Wednesday, 26 October 2016

Leucobryum juniperoideum in conifer forests - again

Scots Pine plantation, Ton Mawr

This is the 3rd record for L. juniperoideum in a conifer forest in almost as many weeks, this time in a Scots Pine plantation in Ton Mawr, and I'm getting the impression that it may be widely distributed in our plantations. It never seems to be plentiful and it is easy to miss among the huge amounts of Pseudotaxiphyllum elegans that it often grows with. Goodness knows how much of it we miss, but as is often the case, once you know something is possible it sharpens your eyes.

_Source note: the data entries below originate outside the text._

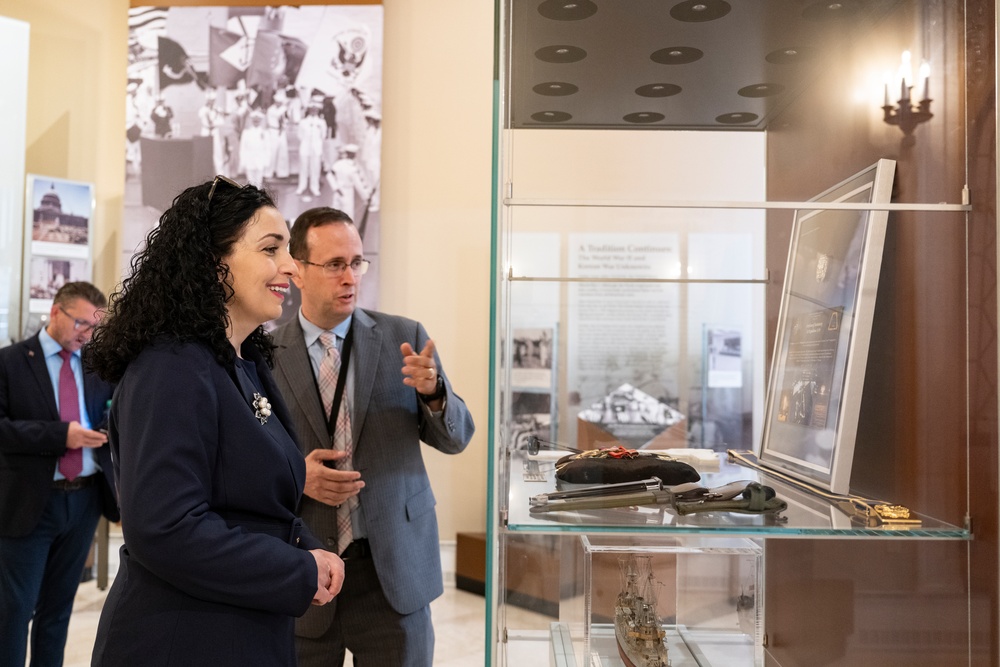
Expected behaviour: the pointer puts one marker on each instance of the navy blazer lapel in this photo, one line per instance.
(295, 367)
(35, 358)
(364, 359)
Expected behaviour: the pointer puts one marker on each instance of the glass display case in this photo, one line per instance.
(651, 162)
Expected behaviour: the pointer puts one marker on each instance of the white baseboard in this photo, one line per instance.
(448, 562)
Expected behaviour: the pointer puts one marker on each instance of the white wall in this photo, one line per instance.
(436, 157)
(14, 38)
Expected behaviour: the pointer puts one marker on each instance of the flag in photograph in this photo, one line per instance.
(295, 52)
(268, 61)
(174, 65)
(228, 57)
(147, 18)
(276, 61)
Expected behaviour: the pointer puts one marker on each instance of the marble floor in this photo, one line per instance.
(459, 622)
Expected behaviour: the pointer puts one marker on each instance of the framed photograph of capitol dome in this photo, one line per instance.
(58, 226)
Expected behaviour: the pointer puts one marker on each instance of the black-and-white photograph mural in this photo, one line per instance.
(286, 98)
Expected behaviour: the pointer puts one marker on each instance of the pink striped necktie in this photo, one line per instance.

Leucobryum juniperoideum, Scots Pine plantation, Ton Mawr

Also of interest was a small amount of Crepidotus epibryus, which you might expect to be associated with bryophytes, but rarely is. It's fairly small (<1cm), white and very furry - virtually unmistakable.

Crepidotus epibryus (upside down) on Bramble, Ton Mawr

And a nice group of Inocybe fuscidula var. fuscidula, a very common Fibre Cap which is rarely recorded - the cafe-au-lait coloured cap is a good clue.

Inocybe fuscidula var. fuscidula, Ton Mawr

1 comment:

  1. Looks like that's now the 7th Glamorgan hectad for the species. Great finds in what looks like a fairly uninspiring plantation.
    I do also like the Crepidotus epibryus, not just because of the name, but because it's unmistakable (almost!).